How to secure Canada’s low-carbon advantage in the global clean energy race

The American Inflation Reduction Act has opened big gaps between the incentives for low-carbon investment in Canada and the U.S., threatening our ability to compete in a world that is on a turbo-charged path to net-zero emissions.

Originally published in the Hill Times.

U.S. President Joe Biden is in Ottawa this week for talks with Prime Minister Justin Trudeau, and co-operation on low-carbon investment is high on their agenda. 

Co-operation is important. But Canada and the United States are also competing for the same investment dollars, and right now Canada looks like it’s on the back foot.

Last August, the Americans passed the Inflation Reduction Act (IRA), a landmark bill chock-full of public investments to support low-carbon technologies, from electric vehicles to solar farms to industrial carbon capture. 

The IRA is a major economic statement that is already transforming deal-making, energy production, and global supply chains. It has opened big gaps between the incentives for low-carbon investment in Canada and the U.S., threatening our ability to compete in a world that is on a turbo-charged path to net-zero emissions.

Clean Prosperity and the Transition Accelerator recently released some modelling that shows the scale of the problem for a variety of low-carbon technologies.

Take blue hydrogen, which offers an emissions-free, affordable fuel for heavy transport and industry. Canada can make low-carbon blue hydrogen more cheaply than almost anywhere in the world, but the IRA threatens this advantage. 

On average, IRA tax credits are worth a dollar per kilogram of product. Canadian investment tax credits only deliver about nine cents per kilogram. 

Similar gaps have opened up for green hydrogen, renewable electricity production, sustainable aviation fuel, carbon capture, and battery manufacturing.

What can Canada do to stay competitive and grow a prosperous low-carbon economy of our own?

The 2022 fall economic statement promised to level the playing field with the United States. Finance Minister Chrystia Freeland introduced preliminary measures like investment tax credits for clean technologies, and promised more action in March 28’s federal budget. Our modelling shows that the budget has some heavy lifting to do in order to strengthen Canadian competitiveness.

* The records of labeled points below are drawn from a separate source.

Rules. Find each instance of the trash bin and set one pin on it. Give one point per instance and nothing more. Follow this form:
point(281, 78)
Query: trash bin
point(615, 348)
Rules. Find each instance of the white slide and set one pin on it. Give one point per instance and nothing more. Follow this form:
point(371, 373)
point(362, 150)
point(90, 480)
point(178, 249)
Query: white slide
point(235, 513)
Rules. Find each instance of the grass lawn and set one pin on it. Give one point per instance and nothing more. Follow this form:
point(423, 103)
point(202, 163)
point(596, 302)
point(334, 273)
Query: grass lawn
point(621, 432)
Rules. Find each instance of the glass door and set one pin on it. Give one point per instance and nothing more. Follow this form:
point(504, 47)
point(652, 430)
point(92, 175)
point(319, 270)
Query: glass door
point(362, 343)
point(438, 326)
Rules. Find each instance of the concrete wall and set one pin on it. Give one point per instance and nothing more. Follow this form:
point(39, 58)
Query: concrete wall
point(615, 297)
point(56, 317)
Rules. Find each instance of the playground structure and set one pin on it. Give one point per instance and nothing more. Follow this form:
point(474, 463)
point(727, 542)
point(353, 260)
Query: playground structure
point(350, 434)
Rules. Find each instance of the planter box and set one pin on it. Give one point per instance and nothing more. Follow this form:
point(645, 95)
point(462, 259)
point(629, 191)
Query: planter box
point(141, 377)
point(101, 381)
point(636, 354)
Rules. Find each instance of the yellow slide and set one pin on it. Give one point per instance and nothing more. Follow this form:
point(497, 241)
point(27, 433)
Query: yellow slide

Canada can’t afford to compete dollar-for-dollar with the U.S. on low-carbon subsidies, so we need to respond strategically to close some of the incentive gaps. There are at least two things we can do to help Canada attract its share of low-carbon investment.

The first step is to tune up our industrial carbon pricing system. 

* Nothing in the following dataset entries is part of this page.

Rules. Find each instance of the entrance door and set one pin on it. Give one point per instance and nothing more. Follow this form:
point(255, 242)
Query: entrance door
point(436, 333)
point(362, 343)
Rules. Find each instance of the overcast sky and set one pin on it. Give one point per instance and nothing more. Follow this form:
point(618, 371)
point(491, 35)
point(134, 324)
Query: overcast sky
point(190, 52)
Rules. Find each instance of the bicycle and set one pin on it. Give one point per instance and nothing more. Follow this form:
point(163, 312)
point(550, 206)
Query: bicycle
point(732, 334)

Putting a price on emissions is supposed to incentivize big investments in decarbonization. But there’s a problem: firms are uncertain about the future value of carbon credits that their low-carbon projects will generate. If Canadian climate policy changes course, then the credits could turn out to be worthless. This fear is holding back investment.

The federal government can address the problem by guaranteeing the future value of carbon credits. Companies could sign so-called contracts for difference, a kind of insurance policy that would compensate them if credit prices crash. It’s the same model that worked to grow the renewable energy industry in Alberta.

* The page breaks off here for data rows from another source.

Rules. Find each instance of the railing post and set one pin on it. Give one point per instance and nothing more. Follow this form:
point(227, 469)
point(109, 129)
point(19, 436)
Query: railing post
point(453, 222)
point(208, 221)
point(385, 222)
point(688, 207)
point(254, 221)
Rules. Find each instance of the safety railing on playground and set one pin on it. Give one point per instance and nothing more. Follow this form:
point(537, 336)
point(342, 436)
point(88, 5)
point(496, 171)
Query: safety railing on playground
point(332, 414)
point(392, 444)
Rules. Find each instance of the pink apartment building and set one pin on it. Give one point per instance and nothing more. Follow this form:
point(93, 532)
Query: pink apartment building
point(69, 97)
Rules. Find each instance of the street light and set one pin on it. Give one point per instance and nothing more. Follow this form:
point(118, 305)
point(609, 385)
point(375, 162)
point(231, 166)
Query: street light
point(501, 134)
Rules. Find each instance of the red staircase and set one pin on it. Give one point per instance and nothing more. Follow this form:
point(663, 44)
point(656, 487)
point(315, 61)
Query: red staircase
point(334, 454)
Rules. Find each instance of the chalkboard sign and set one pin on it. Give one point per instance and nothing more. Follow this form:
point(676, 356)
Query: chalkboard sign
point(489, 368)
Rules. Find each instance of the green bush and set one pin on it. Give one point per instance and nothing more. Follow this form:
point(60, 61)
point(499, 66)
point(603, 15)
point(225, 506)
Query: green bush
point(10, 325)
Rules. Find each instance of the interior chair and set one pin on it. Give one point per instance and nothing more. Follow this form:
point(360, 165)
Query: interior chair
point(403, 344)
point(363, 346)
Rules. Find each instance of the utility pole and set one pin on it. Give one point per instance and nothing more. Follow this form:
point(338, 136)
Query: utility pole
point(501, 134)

Our modelling shows that guaranteeing carbon-credit revenue could make Canada a competitive destination for investment in low-carbon hydrogen, solar power, and carbon capture. 

The second tactic to make Canada more attractive for low-carbon investment is for government to provide targeted financial support in areas where we have a strategic advantage. These are areas where Canada can compete globally and which could produce significant economic benefits, especially well-paying jobs. To be successful, this should be part of a broader industrial-policy push that indexes support to clear objectives and timelines for developing the net-zero economy.

Electric vehicle batteries are a good place to start. The government could create a complete mines-to-mobility value chain by complementing existing investments in vehicle and battery assembly with production tax credits for upstream mining and midstream chemical processing. 

With additional public support, Canada could also develop its sustainable aviation fuel industry, which could benefit rural communities across the country. And a production tax credit for capturing carbon dioxide out of the air could help launch a major new industry that will help meet our climate targets while generating clean economic growth. 

We’re all looking to Budget 2023 for bold measures that will help Canada level a challenging global playing field for low-carbon investment. There’s no time to lose.

Michael Bernstein is the executive director of Clean Prosperity. Bentley Allan, PhD, is a research director at the Transition Accelerator, and an associate professor of political science at Johns Hopkins University.